The patient had a fever, a very high heart rate and low oxygen levels.

“First thoughts upon seeing patient … she wasn’t doing well,” said U.S. Air Force Capt. Richard Thorsted, GST anesthesiologist. “She arrived to us in critical condition with a high fever.”

Thorsted and other GST members agreed that emergency surgery would be needed. Immediately, the team directed the 768th Expeditionary Air Base Squadron medical team to set up a walking blood bank.

Additionally, they coordinated with various units and agencies from the 768th EABS, and Italian, French and German military forces to set up airlift and transportation to a larger medical facility in Senegal.

The patient is currently in good condition and recovering from her injuries in Naples, Italy, according to the GST staff.

“I’m especially thankful for the total team effort to do what is right, and not to let bureaucratic issues delay critical care,” said Capt. Nick McKenzie, GST general surgeon. “This was somebody’s mother, or wife, or daughter.”

McKenzie, Thorsted, and Gates, all of whom recently graduated from medical school and finished their residency programs, credit their success to a rigorous military training program they attended prior to deploying to Africa.

They all had run through clinical scenarios and situations to be able to work in austere conditions.

“Our training kicked in. We all knew our roles and worked well together,” Gates said. “I believe our training was crucial for our development as a team and ability to handle situations like this.”

Gates also said trust was crucial in the team’s ability to work in a stressful situation.

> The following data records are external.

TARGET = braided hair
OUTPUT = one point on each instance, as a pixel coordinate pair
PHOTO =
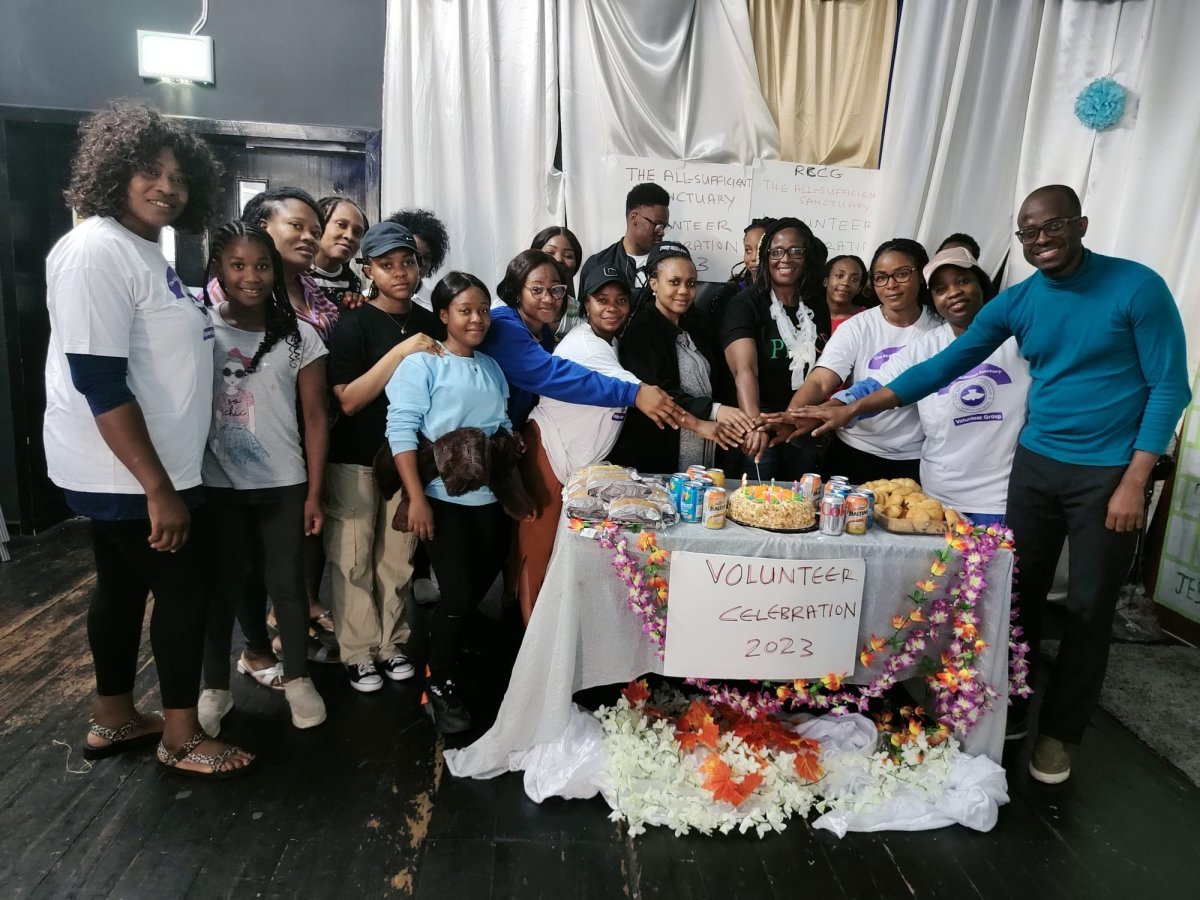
(811, 288)
(281, 317)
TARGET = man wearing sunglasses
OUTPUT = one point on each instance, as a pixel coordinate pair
(647, 208)
(1108, 361)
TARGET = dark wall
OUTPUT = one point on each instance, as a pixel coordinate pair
(292, 61)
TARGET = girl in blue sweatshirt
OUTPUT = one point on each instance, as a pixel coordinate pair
(433, 396)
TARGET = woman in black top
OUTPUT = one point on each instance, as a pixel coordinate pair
(670, 345)
(768, 365)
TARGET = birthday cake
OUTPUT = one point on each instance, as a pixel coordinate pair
(771, 507)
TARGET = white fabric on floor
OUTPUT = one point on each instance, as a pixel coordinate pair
(582, 635)
(471, 124)
(957, 107)
(672, 79)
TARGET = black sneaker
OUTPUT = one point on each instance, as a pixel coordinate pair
(364, 677)
(397, 667)
(444, 708)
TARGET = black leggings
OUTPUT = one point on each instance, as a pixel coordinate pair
(258, 541)
(126, 571)
(468, 550)
(862, 467)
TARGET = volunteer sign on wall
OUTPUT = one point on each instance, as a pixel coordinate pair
(743, 617)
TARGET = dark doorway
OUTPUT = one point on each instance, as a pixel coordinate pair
(36, 148)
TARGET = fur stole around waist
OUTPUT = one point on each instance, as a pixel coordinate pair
(466, 460)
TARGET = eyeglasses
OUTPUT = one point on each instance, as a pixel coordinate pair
(1053, 227)
(659, 227)
(901, 276)
(558, 291)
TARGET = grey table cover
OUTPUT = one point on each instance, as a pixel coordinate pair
(582, 634)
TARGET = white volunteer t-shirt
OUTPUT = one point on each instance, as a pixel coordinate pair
(111, 293)
(971, 425)
(859, 349)
(255, 437)
(575, 435)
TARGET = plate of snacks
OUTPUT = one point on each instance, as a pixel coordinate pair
(901, 507)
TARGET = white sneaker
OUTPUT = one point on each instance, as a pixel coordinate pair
(211, 709)
(307, 707)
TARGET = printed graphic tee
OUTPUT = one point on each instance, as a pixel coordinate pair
(861, 349)
(111, 293)
(255, 433)
(971, 425)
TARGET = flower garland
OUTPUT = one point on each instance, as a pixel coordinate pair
(960, 695)
(687, 765)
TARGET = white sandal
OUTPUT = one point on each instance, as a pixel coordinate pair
(270, 677)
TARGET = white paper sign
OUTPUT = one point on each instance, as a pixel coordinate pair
(709, 205)
(743, 617)
(837, 203)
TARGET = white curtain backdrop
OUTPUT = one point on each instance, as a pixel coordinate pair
(957, 109)
(471, 124)
(672, 79)
(1139, 181)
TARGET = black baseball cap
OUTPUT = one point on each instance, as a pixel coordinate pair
(603, 275)
(385, 237)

“I know that our ICU nurse, Capt. Jessica Bertke can trouble shoot any of our equipment and is the glue that holds our team together,” Gates explained. “I know that our anesthesiologist, Capt. Richard Thorsted, is meticulous at his job and is already steps ahead when problems arise. I know that our surgeon, Capt Nicholas McKenzie, has operated in much more austere conditions and would trust him to operate on my own family.”

Gates also mentioned that their scrub tech, Senior Airman Joshua Rios, has worked closely with McKenzie and can predict what he will need.

“I know that MSgt Lou Campbell is always behind the scenes advocating not only for the patient and dealing with medivac logistics, but advocating for our team,” Gates said.

McKenzie said the support from the SOCFWD-NWA and air operating base staff in supporting his team’s decisions was one of the most crucial elements to his team’s success. He also thanked the Italian military doctor Valantina Di Nitto, who translated information regarding the patient into French, German, English, and Italian for the multinational military units at Air Base 101.

“My takeaway is personally knowing that we did something to help another human being,” Thorsted said. “There is an inner peace knowing you’ve done your best and you made an impact in someone’s life.”